My final Prom was a surreal experience; they had programmed a Vaughan Williams symphony and Holst’s Planets with a Xenakis 45-min percussion piece, so it was bound to end in tears! During the Xenakis, the conservatives in the seats behaved like ageing delinquents – talking, booing, and walking out. I’m afraid I had to reprimand the 70-something in H37 as I was not prepared to let his disrespect for the rest of the audience go unpunished! As it happens, I didn’t really like the Xenakis myself, but that’s not the point. At the Wigmore Hall, a recital of English song was a bit hit-and-miss; Christopher Maltman getting more hits and Joan Rogers more misses. Finzi outshone Vaugham Williams & Howells on this occasion.

Another successful opera weekend in Cardiff where quality and value continue to reign at WNO. I loved everything about their new production of Verdi’s Otello – the design (more gold and red broccade that you’ll see in your lifetime; and that was just Act 3!), the staging, the terrific chorus and orchestra and an on-form team of Dennis O’Neill, Amanda Roocroft and David Kempster (I think this is his first Iago, in which case it’s a triumph) in the lead roles. The Barber of Seville was a delightful Commedia del Arte production which didn’t look its (20+ years) age and came over sparking and fresh. Back at the Lindbury Studio at Covent Garden, an opera for children called Varjak Jaw had a lot to recommend it but as you got under half of the words it seemed to me to be rather inaccessible to its target audience.

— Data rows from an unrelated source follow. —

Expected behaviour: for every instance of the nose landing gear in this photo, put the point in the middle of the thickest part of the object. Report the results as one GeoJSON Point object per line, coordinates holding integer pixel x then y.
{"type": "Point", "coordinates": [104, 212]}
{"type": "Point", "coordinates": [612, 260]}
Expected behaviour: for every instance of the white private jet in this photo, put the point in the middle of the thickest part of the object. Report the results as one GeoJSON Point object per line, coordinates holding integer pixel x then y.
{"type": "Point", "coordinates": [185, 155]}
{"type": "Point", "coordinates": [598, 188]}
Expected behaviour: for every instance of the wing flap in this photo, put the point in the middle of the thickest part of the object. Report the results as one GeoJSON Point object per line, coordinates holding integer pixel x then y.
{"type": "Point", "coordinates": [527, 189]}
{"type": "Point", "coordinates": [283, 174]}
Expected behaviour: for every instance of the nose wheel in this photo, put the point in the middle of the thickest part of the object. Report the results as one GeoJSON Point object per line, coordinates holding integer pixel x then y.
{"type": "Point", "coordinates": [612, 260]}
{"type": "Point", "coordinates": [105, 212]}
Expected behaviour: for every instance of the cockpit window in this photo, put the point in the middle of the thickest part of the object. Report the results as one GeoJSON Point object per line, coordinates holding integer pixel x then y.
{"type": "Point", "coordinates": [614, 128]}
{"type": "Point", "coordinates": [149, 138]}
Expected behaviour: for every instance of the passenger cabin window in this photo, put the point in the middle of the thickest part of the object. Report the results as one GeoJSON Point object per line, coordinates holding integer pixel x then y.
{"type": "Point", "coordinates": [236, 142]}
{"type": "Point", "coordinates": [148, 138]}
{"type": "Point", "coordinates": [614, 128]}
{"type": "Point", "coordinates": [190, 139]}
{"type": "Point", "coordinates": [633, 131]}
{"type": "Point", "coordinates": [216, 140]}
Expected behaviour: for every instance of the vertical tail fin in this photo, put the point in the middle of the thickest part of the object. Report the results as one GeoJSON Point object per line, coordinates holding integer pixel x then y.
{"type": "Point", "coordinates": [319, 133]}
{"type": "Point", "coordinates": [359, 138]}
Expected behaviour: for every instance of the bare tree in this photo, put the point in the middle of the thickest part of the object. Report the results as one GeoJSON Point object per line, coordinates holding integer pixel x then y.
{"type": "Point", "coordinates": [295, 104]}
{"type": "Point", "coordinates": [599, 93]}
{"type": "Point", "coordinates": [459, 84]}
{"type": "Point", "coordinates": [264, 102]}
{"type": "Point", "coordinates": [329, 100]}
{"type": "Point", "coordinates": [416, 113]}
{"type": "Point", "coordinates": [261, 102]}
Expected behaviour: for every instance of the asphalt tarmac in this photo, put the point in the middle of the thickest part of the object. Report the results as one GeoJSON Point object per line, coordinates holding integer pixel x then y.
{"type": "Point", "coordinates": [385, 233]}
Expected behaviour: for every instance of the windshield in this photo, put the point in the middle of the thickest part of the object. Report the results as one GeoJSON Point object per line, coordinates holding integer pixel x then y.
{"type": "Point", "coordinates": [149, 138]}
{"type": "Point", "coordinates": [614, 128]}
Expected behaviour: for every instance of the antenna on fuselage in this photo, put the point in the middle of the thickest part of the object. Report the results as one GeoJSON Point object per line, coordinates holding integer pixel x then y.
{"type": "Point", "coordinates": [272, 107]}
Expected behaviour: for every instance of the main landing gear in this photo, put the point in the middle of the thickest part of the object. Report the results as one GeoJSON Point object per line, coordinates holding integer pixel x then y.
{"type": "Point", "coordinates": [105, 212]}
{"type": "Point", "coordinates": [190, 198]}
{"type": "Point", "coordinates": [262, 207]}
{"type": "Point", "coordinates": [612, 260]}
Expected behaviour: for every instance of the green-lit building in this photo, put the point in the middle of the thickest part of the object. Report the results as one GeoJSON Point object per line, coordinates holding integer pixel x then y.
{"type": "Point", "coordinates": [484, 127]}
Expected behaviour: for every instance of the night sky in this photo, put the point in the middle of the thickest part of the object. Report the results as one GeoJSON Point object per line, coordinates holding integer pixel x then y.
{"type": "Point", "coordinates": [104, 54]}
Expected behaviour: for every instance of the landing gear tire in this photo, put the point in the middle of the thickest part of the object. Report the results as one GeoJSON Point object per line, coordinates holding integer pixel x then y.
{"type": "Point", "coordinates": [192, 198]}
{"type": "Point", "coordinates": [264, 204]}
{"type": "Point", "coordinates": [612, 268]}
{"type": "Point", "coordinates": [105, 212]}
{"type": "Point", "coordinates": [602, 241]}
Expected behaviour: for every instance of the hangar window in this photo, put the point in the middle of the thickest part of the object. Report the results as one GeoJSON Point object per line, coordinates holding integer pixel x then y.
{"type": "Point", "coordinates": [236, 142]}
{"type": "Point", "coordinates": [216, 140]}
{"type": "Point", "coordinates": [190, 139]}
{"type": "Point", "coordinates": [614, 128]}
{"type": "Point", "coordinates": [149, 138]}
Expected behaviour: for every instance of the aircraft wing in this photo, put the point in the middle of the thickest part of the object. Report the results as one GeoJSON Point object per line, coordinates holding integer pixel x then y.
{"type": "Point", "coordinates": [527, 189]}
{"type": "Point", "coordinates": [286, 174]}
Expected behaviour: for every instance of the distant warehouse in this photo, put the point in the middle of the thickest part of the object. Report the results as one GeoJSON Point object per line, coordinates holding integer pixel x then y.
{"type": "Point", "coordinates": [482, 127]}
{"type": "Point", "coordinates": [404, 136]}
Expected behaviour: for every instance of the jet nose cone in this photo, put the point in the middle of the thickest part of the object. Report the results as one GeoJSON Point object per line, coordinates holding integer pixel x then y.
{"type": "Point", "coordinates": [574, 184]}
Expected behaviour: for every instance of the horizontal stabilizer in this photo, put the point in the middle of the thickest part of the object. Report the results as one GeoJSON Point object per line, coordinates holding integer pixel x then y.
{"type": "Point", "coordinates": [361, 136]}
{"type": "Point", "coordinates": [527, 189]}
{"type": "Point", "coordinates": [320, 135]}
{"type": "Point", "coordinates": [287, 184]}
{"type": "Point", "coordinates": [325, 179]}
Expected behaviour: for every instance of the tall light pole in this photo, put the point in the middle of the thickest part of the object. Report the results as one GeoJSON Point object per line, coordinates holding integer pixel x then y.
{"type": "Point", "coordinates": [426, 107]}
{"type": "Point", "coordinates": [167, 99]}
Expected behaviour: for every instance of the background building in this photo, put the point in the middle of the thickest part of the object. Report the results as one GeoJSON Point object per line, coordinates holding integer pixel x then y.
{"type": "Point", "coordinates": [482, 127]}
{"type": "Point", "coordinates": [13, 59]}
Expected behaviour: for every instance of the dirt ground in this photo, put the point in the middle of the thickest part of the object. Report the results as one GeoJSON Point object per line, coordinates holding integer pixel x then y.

They clearly know this as they were thrusting a free synopsis into your hand before you entered the auditorium. Better vocal composition, better diction and surtitles might have helped more.

It was a good year for London Open House. Our tour of the Beefeater Distillery in Kennington (the only London Gin still distilled in London, so I’ve switched brands as a result!) was the highlight. A trip to eco-homes at BedZed in Wallington was very interesting. The tour of the 2012 Olympic site made you gasp at the scale of it all. Will Alsop’s Palestra building was a bit of a disappointment (to be honest, we didn’t feel that welcome and they didn’t try very hard). A couple more livery companies to add to my collection – The Painter Stainers and the Barber Surgeons – completed the weekend.

In the same action-packed weekend, we were lucky enought to catch a try-out of comedian Mark Thomas’ new show – mostly new material (and some old stuff he delivers so well it bears a lot of repeating) based on his new book on Coca Cola which I can’t wait to read.

I was invited to the press launch of the transfer from Australia of the stage musical of Priscilla Queen of the Desert. They’d flown over the Aussie cast during a gap in their tour and we were treated to some extracts, as a result of which I headed straight to the box office! ‘Costumes’? – I’m not sure the word does it justice!